Hadron Mass Spectrum and the Shear Viscosity to Entropy Density Ratio of Hot Hadronic Matter

TL;DR

This paper compares lattice QCD data with hadron resonance gas models, confirming the need for an exponentially increasing hadron mass spectrum and analyzing its impact on shear viscosity and relaxation times in hot hadronic matter.

Contribution

It provides a detailed validation of the exponentially rising hadron mass spectrum and explores its implications for transport properties in hot hadronic matter.

Findings

Lattice data supports an exponential hadron mass spectrum with specific subleading terms.

Heavy resonances likely decay via 2-body processes, aiding transport simulations.
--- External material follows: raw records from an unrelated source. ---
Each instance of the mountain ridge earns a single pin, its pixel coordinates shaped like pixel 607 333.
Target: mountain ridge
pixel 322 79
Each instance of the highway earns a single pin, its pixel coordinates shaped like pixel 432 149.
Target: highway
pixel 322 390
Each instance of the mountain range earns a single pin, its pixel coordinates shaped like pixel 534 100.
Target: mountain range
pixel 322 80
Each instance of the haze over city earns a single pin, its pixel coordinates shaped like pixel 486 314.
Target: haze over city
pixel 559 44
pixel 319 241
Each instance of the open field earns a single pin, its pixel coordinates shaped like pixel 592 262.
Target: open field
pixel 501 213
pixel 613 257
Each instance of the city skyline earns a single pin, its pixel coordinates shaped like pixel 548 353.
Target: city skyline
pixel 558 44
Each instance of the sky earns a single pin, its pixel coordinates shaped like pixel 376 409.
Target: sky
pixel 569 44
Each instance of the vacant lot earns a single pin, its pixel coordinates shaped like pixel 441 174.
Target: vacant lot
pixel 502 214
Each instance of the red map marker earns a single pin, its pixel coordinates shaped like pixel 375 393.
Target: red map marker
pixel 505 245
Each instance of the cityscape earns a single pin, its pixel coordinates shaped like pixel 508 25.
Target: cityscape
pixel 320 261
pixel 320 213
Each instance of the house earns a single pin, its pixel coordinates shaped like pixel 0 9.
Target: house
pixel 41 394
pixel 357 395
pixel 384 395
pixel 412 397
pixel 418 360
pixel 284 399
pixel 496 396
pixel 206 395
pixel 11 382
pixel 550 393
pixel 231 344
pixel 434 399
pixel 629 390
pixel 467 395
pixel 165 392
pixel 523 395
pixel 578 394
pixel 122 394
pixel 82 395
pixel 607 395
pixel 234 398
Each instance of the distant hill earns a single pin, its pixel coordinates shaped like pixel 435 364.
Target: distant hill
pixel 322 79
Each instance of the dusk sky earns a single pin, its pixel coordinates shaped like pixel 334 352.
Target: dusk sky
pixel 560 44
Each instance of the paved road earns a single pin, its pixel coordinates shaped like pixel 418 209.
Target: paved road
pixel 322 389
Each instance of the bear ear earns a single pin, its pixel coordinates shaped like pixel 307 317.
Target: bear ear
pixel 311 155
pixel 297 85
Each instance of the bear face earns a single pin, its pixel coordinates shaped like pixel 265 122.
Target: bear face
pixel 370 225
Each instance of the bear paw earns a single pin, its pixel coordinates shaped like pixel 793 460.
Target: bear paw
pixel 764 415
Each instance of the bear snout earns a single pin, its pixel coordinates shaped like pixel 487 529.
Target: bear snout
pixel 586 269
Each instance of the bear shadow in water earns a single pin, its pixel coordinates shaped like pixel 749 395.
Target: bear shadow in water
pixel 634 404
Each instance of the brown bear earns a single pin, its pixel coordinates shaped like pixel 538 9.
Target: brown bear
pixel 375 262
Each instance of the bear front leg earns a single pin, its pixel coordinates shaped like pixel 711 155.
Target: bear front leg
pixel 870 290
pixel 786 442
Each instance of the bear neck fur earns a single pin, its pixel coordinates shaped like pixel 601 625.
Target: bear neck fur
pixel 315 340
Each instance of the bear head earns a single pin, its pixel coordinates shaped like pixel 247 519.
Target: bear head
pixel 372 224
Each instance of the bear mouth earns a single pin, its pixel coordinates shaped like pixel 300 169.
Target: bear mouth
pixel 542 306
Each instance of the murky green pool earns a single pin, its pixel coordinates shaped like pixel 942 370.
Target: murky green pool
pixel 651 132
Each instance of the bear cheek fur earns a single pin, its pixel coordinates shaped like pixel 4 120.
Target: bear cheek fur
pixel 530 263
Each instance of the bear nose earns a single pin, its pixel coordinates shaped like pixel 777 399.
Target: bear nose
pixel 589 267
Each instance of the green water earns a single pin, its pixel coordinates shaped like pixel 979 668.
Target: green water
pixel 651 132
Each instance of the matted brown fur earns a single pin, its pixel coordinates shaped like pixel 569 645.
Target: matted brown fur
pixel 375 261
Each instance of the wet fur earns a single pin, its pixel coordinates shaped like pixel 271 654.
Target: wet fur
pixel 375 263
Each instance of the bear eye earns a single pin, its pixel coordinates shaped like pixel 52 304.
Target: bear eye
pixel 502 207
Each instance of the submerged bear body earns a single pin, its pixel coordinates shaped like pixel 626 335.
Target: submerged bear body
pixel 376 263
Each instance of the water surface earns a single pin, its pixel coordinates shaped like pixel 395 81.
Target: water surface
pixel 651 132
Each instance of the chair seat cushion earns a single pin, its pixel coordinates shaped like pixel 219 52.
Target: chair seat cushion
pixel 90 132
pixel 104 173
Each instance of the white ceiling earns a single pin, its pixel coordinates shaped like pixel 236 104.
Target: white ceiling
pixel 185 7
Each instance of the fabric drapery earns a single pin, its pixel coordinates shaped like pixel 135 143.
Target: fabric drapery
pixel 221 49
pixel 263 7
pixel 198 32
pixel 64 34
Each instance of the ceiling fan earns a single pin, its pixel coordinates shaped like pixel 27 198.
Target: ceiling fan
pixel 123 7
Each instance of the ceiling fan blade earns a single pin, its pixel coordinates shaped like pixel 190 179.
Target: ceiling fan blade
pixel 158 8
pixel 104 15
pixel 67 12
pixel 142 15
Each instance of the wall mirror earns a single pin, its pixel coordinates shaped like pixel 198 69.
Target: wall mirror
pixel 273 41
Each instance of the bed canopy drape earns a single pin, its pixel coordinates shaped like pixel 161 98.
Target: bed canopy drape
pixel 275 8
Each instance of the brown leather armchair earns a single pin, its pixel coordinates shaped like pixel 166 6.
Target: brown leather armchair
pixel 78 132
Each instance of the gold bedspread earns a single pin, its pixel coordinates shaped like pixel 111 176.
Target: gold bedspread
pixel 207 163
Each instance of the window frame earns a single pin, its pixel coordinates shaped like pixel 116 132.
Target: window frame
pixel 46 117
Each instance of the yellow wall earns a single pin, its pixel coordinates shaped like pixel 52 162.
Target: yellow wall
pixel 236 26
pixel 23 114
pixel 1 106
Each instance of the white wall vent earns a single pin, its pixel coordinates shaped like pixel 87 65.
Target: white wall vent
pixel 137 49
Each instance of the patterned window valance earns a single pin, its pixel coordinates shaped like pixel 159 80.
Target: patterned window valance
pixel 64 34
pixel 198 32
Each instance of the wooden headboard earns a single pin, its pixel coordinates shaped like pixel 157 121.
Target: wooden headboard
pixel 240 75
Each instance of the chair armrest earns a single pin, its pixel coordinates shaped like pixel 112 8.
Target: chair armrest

Transport coefficients are sensitive to the hadron mass spectrum parameters.

Abstract

Lattice calculations of the QCD trace anomaly at temperatures $T<160$ MeV have been shown to match hadron resonance gas model calculations, which include an exponentially rising hadron mass spectrum. In this paper we perform a more detailed comparison of the model calculations to lattice data that confirms the need for an exponentially increasing density of hadronic states. Also, we find that the lattice data is compatible with a hadron density of states that goes as $\rho(m) \sim m^{-a}\exp(m/T_H) $ at large $m$ with $a> 5/2$ (where $T_H \sim 167$ MeV). With this specific subleading contribution to the density of states, heavy resonances are most likely undergo 2-body decay (instead of multi-particle decay), which facilitates their inclusion into hadron transport codes. Moreover, estimates for the shear viscosity and the shear relaxation time coefficient of the hadron resonance model computed within the excluded volume approximation suggest that these transport coefficients are sensitive to the parameters that define the hadron mass spectrum.